Holt-Takamine is one of nine members of a new Native Hawaiian Intellectual Property Working Group by House Concurrent Resolution 108 in 2023. The group is headed by Darius Kila, state representative for House District 44 – Māʻili, Nānākuli, Honokai Hale, and Koʻolina.

“Every state protects their identity legally in marketing, right? You look at places like California and their logo with the grizzly bear. Idaho potatoes, Georgia peaches, anything synonymous with their state or culture, they protect it because there’s a fiduciary advantage and benefit to do so,” Kila said.

But he said when it comes to Hawaiʻi and Hawaiian culture and language, protections are lacking.

“In its most diluted basic form, Native Hawaiians don’t view ownership of this practice and culture that they perpetuate. But because now we exist in a Western culture and society where folks have been taken advantage of, things have been taken without permission,” Kila said.

“With no safeguards in place, nobody has been able to almost regulate what is real and what is not.
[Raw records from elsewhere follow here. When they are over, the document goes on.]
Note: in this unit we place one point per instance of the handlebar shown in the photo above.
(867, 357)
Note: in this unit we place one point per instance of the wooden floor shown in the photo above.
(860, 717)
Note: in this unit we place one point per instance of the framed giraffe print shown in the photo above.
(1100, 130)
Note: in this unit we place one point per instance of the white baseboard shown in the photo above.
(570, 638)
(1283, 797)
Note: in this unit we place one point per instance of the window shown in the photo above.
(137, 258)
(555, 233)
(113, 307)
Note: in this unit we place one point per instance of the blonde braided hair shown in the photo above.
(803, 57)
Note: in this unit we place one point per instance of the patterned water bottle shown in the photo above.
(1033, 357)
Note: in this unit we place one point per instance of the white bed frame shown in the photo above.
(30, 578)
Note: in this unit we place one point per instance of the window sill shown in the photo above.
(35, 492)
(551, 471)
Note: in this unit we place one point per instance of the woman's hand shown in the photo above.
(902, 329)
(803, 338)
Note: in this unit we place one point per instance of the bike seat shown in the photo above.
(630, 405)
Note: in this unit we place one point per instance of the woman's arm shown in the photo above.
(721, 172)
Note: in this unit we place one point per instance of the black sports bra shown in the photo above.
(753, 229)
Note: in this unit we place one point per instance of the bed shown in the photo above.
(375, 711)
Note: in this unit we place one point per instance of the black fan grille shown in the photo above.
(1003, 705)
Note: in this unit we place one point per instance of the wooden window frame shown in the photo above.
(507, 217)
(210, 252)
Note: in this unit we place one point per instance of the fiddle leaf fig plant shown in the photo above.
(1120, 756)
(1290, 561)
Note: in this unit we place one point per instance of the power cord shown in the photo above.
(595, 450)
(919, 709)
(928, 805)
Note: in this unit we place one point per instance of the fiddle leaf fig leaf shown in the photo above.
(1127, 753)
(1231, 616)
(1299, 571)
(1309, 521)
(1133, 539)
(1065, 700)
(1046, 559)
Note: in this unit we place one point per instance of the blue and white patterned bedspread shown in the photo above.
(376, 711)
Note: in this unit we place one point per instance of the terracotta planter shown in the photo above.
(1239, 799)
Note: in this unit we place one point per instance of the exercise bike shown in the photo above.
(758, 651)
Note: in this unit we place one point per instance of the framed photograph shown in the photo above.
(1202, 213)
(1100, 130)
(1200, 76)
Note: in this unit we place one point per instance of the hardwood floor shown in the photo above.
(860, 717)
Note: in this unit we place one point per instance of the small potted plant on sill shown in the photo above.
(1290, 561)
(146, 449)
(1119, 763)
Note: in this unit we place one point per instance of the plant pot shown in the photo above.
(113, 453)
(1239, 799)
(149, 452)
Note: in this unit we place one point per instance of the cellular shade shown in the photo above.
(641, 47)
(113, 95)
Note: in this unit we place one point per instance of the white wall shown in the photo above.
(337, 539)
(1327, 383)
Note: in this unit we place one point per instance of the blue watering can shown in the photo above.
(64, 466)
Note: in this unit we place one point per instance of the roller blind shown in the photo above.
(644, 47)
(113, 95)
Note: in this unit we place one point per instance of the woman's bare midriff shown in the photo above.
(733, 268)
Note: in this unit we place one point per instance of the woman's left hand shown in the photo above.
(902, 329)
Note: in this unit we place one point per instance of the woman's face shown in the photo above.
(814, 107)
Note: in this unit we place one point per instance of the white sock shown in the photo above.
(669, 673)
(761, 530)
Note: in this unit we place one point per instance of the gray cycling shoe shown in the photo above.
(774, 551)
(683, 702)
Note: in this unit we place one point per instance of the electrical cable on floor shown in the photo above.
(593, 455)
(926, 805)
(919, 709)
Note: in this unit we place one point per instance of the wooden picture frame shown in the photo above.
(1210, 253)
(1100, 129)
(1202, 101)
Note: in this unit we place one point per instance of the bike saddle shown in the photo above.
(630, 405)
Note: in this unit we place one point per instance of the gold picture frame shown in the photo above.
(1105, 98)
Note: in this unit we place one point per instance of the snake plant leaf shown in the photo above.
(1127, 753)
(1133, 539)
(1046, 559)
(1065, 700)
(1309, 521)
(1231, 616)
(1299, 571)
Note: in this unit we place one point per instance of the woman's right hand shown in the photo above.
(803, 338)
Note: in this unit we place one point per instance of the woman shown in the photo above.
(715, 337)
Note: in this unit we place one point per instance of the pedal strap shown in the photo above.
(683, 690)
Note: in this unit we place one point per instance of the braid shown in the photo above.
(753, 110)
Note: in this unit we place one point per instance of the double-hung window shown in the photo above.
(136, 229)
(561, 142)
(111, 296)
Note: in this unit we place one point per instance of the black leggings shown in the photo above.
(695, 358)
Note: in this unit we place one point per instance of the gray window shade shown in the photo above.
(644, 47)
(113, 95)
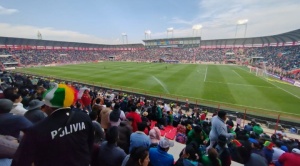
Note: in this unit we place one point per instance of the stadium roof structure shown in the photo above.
(288, 38)
(36, 42)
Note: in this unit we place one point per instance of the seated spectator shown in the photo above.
(189, 157)
(257, 129)
(139, 138)
(116, 115)
(11, 124)
(198, 135)
(146, 120)
(250, 159)
(99, 133)
(288, 159)
(212, 158)
(257, 146)
(268, 151)
(159, 156)
(8, 147)
(135, 116)
(105, 116)
(109, 153)
(138, 157)
(64, 134)
(277, 151)
(18, 108)
(223, 151)
(78, 107)
(125, 130)
(34, 113)
(155, 135)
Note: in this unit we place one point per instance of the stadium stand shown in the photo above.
(275, 148)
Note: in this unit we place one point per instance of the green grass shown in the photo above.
(230, 86)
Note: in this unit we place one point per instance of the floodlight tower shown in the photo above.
(196, 28)
(124, 38)
(39, 35)
(170, 30)
(241, 22)
(147, 34)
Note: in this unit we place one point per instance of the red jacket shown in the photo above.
(289, 159)
(136, 119)
(86, 100)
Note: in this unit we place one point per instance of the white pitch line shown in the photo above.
(205, 74)
(237, 73)
(284, 90)
(162, 84)
(229, 83)
(279, 87)
(236, 104)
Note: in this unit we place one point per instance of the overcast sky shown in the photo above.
(99, 21)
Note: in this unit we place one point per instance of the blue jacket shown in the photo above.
(158, 157)
(138, 139)
(268, 154)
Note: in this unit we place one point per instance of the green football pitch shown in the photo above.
(232, 87)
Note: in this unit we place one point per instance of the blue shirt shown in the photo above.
(11, 124)
(158, 157)
(138, 139)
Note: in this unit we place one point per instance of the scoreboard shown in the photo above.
(173, 42)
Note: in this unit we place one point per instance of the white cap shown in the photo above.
(165, 143)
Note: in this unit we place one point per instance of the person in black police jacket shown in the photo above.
(65, 137)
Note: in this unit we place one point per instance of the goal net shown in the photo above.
(259, 72)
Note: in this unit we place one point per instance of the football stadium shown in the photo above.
(164, 99)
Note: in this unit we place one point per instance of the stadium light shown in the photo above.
(197, 28)
(171, 30)
(147, 34)
(241, 22)
(124, 37)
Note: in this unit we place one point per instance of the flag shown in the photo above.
(80, 92)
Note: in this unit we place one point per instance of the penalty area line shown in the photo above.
(205, 74)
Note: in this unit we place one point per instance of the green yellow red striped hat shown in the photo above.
(61, 95)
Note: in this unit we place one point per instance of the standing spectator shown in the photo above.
(60, 139)
(139, 138)
(288, 159)
(109, 153)
(159, 156)
(189, 157)
(86, 100)
(116, 115)
(277, 151)
(155, 135)
(212, 158)
(125, 130)
(135, 116)
(34, 113)
(99, 133)
(105, 116)
(197, 135)
(18, 108)
(11, 124)
(139, 157)
(219, 128)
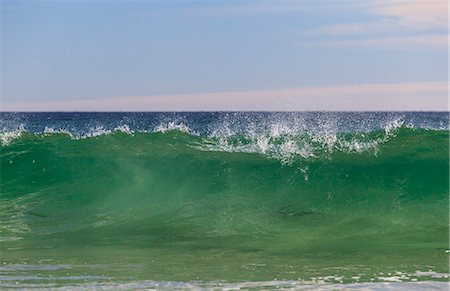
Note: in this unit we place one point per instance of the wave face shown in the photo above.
(343, 197)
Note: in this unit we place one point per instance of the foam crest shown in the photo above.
(7, 137)
(172, 126)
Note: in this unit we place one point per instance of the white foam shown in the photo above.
(8, 136)
(172, 126)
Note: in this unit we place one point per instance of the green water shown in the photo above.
(165, 207)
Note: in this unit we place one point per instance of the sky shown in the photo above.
(131, 55)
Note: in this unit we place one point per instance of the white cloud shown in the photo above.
(398, 42)
(399, 22)
(363, 97)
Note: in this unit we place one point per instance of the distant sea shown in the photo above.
(207, 200)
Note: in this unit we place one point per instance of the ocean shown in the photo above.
(224, 200)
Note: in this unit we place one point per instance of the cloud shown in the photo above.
(363, 97)
(398, 22)
(430, 14)
(398, 42)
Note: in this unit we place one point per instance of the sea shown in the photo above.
(224, 200)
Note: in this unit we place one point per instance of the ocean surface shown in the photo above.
(256, 201)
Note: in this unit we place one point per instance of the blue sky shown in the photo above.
(163, 55)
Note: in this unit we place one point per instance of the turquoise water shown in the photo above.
(174, 208)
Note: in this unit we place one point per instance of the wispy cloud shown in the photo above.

And to some extent, Native Hawaiians haven’t seen the benefit of their culture being used from everyone who are not Native Hawaiian.”

The working group is scheduled to meet for the first time on June 24. Other members of the group include:

  • Kumu Hula Vicky Holt-Takamine, Hālau Pua Aliʻi ʻIlima (Oʻahu)
  • Kumu Hula Cody Pueo Pata, Hālau Hula ʻo Ka Malama Mahilani (Maui)
  • Elena Farden, Native Hawaiian Education Council (Oʻahu)
  • Hailiʻōpua Baker, UH Mānoa Hawaiian Theatre Program Director (Oʻahu)
  • Keʻōpūlani Reelitz, Office of Hawaiian Affairs (Oʻahu)
  • Makalika Naholowaʻa, Native Hawaiian Legal Corporation (Oʻahu)
  • Naka Nathaniel, Civil Beat (Hawaiʻi Island)
  • Uʻilani Tanigawa-Lum, UH William S. Richardson School of Law (Oʻahu)
  • Zachary Alakaʻi Lum, Native Hawaiian musician (Oʻahu)

Kila hopes the group sets a precedent or a model for Indigenous communities dealing with the same issue.

Kuʻuwehi Hiraishi is an HPR contributor. She was previously a general assignment reporter.